Иго любви
Шрифт:
— И писем нет?
— Не было… Вот что Бог даст нонче… Ах, солнышко наше красное… дорогая моя барынька, — лебезит она, прикладываясь то к ручке, то к плечику. — Уж до чего мы тут без вас соскучились!.. Даже попочка и тот скучал…
Надежда Васильевна, не сознаваясь себе в этом, любит лесть. Она искренно убеждена в привязанности Поли и не придает значения этому пафосу.
— А Верочка что?.. О ней расскажи!
Глаза Поли забегали. Она суетится по комнате, ища чего-то.
— Что ж о них рассказывать? Они свою линию гнут.
— Это что такое? — грозно перебивает хозяйка,
Глаза Поли моментально наполняются слезами.
— Ох, барыня!.. Денек один… всего денек без вас мы тут с нею пожили, а уж обид… обид…
— Что врешь-то?
— Спросите Настасью, как я тут плакала… Ничем не потрафишь… Наплачетесь и вы с нею ужо!.. Помянете меня!
— Ах, уйди!.. Только расстроила…
Поля моментально скрывается.
«Здесь что-то неладно», — думает Надежда Васильевна.
На другой день, нарядная, но тревожная, она едет на дачу Карповой.
— Верочка… мама приехала, — кричит полковница в открытую дверь в сад, увидав из окна экипаж Нероновой.
Вера, с книгой сидевшая в беседке, встает, вся выпрямившись.

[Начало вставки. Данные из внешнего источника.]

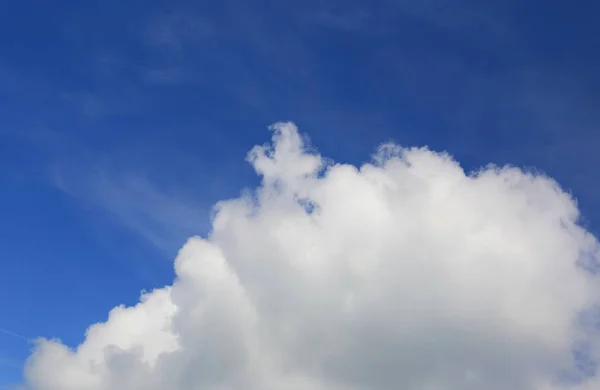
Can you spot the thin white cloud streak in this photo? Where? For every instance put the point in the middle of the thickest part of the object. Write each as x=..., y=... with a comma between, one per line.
x=403, y=273
x=13, y=334
x=165, y=220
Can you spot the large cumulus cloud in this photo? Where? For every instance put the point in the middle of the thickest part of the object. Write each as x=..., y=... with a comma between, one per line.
x=403, y=273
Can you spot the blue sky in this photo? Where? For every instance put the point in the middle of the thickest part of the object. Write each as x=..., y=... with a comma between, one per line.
x=121, y=123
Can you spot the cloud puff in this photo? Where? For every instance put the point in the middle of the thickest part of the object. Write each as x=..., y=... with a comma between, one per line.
x=403, y=273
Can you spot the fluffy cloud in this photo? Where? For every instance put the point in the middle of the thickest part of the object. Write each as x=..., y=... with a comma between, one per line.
x=404, y=273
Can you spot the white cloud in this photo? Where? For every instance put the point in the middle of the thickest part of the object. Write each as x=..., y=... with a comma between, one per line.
x=405, y=273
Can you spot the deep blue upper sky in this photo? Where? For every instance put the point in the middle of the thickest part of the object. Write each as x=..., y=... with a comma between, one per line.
x=122, y=122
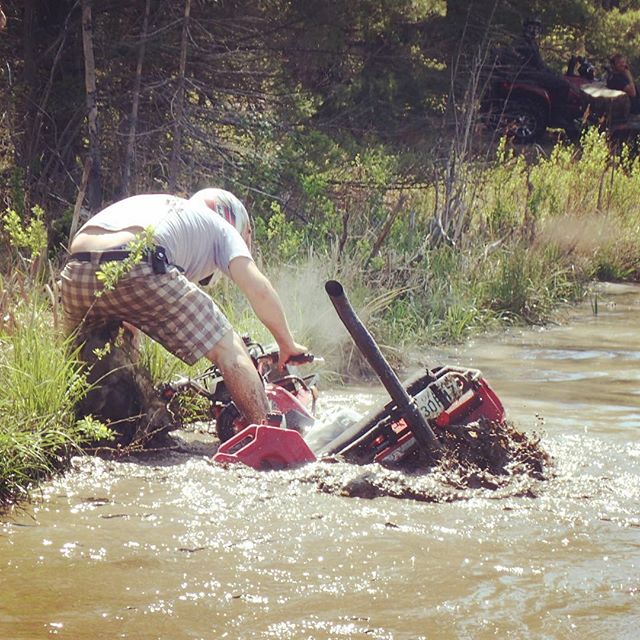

Кровь от лица прихлынула к сердцу.
С легким трепетом рук и губ она поднимается на крыльцо, входит в гостиную.
Надежда Васильевна стоит с полковницей среди комнаты. Услышав шаги дочери, она обрывает речь. Она чувствует, что бледнеет, но с вызовом глядит на дочь, ни шагу не делая ей навстречу. Суровая морщинка легла у нее между бровей.
С порога встречаются их взоры. «Ты не судья мне», — говорит взгляд Надежды Васильевны.
Ресницы Веры невольно опускаются. Быстро, но, не выражая ни малейшей радости, подходит она и целует протянутую руку матери. Надежда Васильевна холодно касается губами ее лба. Обернувшись к полковнице и стараясь улыбнуться с невероятным усилием воли, она продолжает прерванную речь. Полковница переводит круглые, удивленные глаза с одного лица на другое.
«Все знает… — кричит и кипит в душе Надежды Васильевны. — Ну что ж?.. И за это право мое повоюем! Не мне давать отчет девчонке…»
Сели за стол. Подъехал Спримон. Он поседел, подался за этот год. Надежда Васильевна с удивительным самообладанием рассказывает о своих впечатлениях, расспрашивает об Опочинине. Вера сидит безмолвная, бесстрастная.
«Что она знает?.. — думает Надежда Васильевна. — Как узнала?.. Не слышала ли она наше объяснение?.. Ведь она была в саду вечером…» Ах, как сверлят мозг эти мысли!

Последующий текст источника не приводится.